Ask yourself a few basic questions to test how well prepared in your business:
- What are the limitations of liability for your product or service?
- If your clients don’t pay on time, can you charge interest? Will they pay collection fees?
- Do you comply with privacy laws?
The most common way of approaching terms and conditions for many small businesses is to still them from someone else, and hope for the best. This is not sound business strategy, and the cost of getting T’&C’s done properly can be a good investment that saves way more in the long run. Below we’ve outlined a list of ways terms and conditions can protect your business.
Outlining Your Policies
A set of terms and conditions allows you to outline your expectations and policies as a business. This essentially establishes the legal basis of your relationship with your customers. For example, you can set out the payment process and the consequences for not following these terms.

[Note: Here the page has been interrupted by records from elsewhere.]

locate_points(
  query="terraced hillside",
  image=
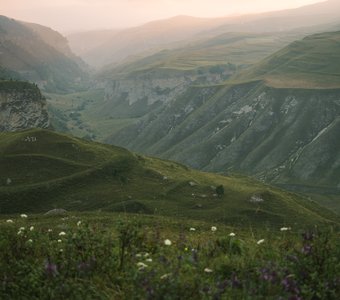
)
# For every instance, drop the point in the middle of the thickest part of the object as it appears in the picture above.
(309, 63)
(258, 122)
(42, 170)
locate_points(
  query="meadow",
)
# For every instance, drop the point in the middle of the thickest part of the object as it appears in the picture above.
(130, 256)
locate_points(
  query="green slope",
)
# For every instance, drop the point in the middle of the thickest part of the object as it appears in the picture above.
(41, 170)
(40, 55)
(313, 62)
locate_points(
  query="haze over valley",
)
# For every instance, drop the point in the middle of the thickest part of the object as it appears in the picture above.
(155, 114)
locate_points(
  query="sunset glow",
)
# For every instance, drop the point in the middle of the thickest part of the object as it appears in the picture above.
(69, 15)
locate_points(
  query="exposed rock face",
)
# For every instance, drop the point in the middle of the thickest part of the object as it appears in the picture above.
(279, 135)
(138, 93)
(22, 106)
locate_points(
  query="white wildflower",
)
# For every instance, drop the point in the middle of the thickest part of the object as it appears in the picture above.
(141, 265)
(165, 276)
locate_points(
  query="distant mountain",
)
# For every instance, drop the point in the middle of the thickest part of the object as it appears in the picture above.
(282, 131)
(167, 34)
(40, 55)
(84, 42)
(152, 36)
(83, 176)
(309, 63)
(22, 106)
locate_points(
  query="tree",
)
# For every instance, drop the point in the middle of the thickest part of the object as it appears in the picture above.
(220, 190)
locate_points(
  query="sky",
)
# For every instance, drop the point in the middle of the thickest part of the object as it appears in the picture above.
(77, 15)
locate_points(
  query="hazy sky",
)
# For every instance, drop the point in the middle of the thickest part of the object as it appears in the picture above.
(70, 15)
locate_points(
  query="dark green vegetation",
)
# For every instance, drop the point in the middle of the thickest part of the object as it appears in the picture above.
(41, 170)
(226, 51)
(36, 53)
(19, 86)
(309, 63)
(251, 124)
(118, 256)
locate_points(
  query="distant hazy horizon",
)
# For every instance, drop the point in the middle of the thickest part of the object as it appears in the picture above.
(79, 15)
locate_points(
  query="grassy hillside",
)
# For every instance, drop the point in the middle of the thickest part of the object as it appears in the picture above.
(40, 55)
(121, 256)
(313, 62)
(237, 49)
(42, 170)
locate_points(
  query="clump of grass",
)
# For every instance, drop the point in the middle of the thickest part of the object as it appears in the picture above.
(128, 257)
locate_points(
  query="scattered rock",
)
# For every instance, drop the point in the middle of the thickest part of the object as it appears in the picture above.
(56, 212)
(256, 199)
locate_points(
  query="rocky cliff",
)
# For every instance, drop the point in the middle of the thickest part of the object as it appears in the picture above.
(21, 106)
(278, 135)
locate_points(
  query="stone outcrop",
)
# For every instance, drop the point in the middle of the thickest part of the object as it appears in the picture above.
(22, 106)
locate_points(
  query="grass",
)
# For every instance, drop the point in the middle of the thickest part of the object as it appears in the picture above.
(82, 115)
(55, 170)
(124, 256)
(312, 62)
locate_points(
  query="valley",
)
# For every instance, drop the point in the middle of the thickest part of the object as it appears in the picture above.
(185, 157)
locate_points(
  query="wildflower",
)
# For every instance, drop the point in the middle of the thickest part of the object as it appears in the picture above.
(51, 269)
(165, 276)
(141, 265)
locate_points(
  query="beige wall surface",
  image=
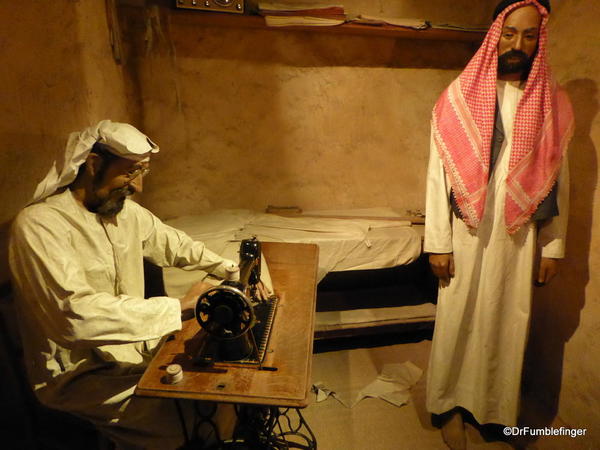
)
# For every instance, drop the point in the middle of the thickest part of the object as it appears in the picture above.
(58, 76)
(250, 118)
(563, 360)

Terms and conditions are also known to be the home of refund and return policies. In order to comply with consumer law, it is wise to include your refund policy in your terms and conditions. Having this clearly outlined and agreed to by your customers, will ensure you respect their rights whilst also protecting your business at the same time.
Limiting Your Liability
Terms and conditions enable you to set out both parties responsibilities and obligations. This gives you a clear record of what has been agreed to by the consumer. As a result of this, it is common for businesses to include a clause that will limit their liability in a variety of situations. When a party agrees to these terms and conditions, they generally give up the ability to sue you over any of the contents.

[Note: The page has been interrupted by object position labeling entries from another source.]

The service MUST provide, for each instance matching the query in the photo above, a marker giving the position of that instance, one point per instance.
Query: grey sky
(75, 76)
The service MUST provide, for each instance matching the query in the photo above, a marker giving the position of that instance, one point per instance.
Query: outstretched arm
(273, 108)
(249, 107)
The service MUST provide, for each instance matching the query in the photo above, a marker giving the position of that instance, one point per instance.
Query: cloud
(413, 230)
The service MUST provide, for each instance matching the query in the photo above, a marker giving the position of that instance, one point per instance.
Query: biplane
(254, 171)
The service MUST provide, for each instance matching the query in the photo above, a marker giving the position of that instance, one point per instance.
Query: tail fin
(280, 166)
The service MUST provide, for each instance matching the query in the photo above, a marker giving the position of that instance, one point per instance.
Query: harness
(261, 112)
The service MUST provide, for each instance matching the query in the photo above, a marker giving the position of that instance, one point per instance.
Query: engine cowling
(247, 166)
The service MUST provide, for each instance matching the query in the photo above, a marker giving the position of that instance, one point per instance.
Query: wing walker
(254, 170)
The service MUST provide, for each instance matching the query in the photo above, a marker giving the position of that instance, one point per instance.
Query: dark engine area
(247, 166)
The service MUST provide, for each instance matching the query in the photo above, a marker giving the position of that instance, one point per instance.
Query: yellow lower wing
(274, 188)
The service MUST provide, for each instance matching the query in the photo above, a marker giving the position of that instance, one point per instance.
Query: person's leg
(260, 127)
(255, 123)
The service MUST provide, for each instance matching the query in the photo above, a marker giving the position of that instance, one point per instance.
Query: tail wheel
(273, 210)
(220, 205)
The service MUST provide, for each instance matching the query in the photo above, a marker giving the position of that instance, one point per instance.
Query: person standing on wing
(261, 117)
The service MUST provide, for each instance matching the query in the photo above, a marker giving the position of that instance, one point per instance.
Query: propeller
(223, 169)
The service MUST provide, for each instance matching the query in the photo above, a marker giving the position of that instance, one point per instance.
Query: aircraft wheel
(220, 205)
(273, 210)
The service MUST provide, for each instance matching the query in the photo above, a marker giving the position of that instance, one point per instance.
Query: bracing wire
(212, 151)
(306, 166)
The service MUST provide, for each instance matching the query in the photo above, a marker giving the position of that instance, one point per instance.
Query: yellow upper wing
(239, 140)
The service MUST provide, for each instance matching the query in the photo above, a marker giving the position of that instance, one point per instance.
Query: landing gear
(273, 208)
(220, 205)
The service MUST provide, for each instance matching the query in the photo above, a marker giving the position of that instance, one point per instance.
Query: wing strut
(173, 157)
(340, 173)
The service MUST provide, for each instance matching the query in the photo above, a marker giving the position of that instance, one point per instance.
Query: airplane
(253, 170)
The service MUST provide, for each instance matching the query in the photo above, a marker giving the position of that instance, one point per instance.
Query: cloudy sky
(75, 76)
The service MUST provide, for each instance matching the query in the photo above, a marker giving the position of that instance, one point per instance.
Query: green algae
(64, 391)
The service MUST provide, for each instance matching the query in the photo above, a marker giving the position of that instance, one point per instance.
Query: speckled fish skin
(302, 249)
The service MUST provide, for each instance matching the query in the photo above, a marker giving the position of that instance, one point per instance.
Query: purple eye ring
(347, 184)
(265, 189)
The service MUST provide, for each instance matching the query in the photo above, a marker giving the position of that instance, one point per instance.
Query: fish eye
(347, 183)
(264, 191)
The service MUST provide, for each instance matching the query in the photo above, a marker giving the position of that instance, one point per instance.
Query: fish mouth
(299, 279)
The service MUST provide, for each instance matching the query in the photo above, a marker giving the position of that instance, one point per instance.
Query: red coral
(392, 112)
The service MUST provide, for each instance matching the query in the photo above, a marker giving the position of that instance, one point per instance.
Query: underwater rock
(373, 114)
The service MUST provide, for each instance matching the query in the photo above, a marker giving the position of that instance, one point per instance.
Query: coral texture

For example, businesses that are based around physical activity may include strict rules that must be followed for safety purposes. They may exclude themselves from liability if a customer fails to follow these terms. Similarly, online businesses that publish user content often have a condition that states they aren't accountable for any offensive material.

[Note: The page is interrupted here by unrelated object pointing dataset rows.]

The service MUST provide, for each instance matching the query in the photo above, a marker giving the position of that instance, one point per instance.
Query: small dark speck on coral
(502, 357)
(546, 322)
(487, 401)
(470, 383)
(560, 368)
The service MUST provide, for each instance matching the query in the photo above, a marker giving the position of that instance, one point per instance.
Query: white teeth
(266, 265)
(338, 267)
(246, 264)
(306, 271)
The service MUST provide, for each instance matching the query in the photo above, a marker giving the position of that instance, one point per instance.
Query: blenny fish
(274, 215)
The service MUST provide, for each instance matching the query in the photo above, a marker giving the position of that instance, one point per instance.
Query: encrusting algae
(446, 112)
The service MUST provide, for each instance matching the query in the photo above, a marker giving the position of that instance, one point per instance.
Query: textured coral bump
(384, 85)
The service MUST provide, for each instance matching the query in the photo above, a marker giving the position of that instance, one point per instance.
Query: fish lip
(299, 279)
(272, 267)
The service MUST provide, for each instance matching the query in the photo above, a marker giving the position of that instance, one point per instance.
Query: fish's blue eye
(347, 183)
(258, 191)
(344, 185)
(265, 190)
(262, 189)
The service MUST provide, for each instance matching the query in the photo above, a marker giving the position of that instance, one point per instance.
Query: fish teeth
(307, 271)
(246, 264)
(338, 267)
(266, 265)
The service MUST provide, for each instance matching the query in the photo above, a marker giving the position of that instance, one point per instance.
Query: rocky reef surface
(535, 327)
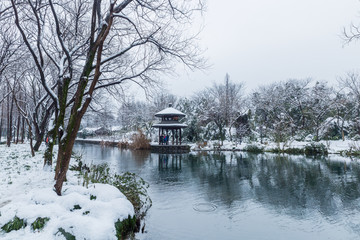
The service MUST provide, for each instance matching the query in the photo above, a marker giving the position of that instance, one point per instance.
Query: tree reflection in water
(290, 184)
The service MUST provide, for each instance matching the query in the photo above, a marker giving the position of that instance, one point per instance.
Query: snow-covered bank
(26, 191)
(333, 147)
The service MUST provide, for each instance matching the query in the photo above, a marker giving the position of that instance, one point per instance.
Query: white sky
(263, 41)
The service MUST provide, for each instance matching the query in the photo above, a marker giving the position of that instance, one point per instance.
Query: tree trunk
(1, 120)
(31, 145)
(66, 145)
(18, 129)
(41, 130)
(23, 130)
(10, 115)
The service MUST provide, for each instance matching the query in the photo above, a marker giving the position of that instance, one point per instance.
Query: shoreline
(347, 148)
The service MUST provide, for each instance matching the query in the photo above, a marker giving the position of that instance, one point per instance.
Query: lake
(235, 195)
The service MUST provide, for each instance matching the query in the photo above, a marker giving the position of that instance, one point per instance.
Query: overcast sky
(262, 41)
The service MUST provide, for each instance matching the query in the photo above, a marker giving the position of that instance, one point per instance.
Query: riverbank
(30, 209)
(344, 148)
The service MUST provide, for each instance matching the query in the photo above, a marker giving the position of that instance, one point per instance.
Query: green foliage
(131, 185)
(253, 148)
(39, 223)
(135, 189)
(125, 227)
(67, 235)
(76, 207)
(316, 149)
(14, 224)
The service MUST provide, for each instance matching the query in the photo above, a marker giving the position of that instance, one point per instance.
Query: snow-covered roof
(170, 125)
(170, 111)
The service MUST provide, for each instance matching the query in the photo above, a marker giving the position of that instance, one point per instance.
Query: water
(242, 196)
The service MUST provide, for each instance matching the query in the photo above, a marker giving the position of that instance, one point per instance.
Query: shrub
(125, 227)
(39, 223)
(67, 235)
(14, 224)
(253, 148)
(140, 142)
(316, 149)
(131, 185)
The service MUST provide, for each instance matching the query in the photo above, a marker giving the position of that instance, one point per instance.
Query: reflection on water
(264, 196)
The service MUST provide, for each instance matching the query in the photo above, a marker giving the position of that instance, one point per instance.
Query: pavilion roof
(171, 112)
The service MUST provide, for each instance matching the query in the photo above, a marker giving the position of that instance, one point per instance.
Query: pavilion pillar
(172, 133)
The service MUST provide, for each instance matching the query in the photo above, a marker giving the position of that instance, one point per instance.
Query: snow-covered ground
(26, 191)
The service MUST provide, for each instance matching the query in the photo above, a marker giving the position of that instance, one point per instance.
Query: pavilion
(170, 130)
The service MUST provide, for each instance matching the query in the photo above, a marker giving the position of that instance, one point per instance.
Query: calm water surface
(242, 196)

It should be noted, however, that you cannot contract yourself out of complying with consumer guarantees. (e.g. ensuring goods are of acceptable quality). If you are uncertain about putting a limitation of liability clause in your terms and conditions, the advice of a business lawyer may be of use.
Protecting Intellectual Property
The contents of terms and conditions can also serve to protect your business’ intellectual property. You may have unique assets that you have trademarked or that belong to you under copyright. By outlining what your intellectual property is in your terms and conditions, you’ll be adding an extra layer of protection. This is because once a user agrees, you essentially have a contract with them that can be used to prove a breach.
Establishing a set of terms and conditions for your business should really be a no brainer. You’ll gain a base level of protection from costly legal action whilst offering transparency to your customers. Creating your terms and conditions isn't a complicated process and can be done online. The time spent now will be well worth it when an issue arises in the future.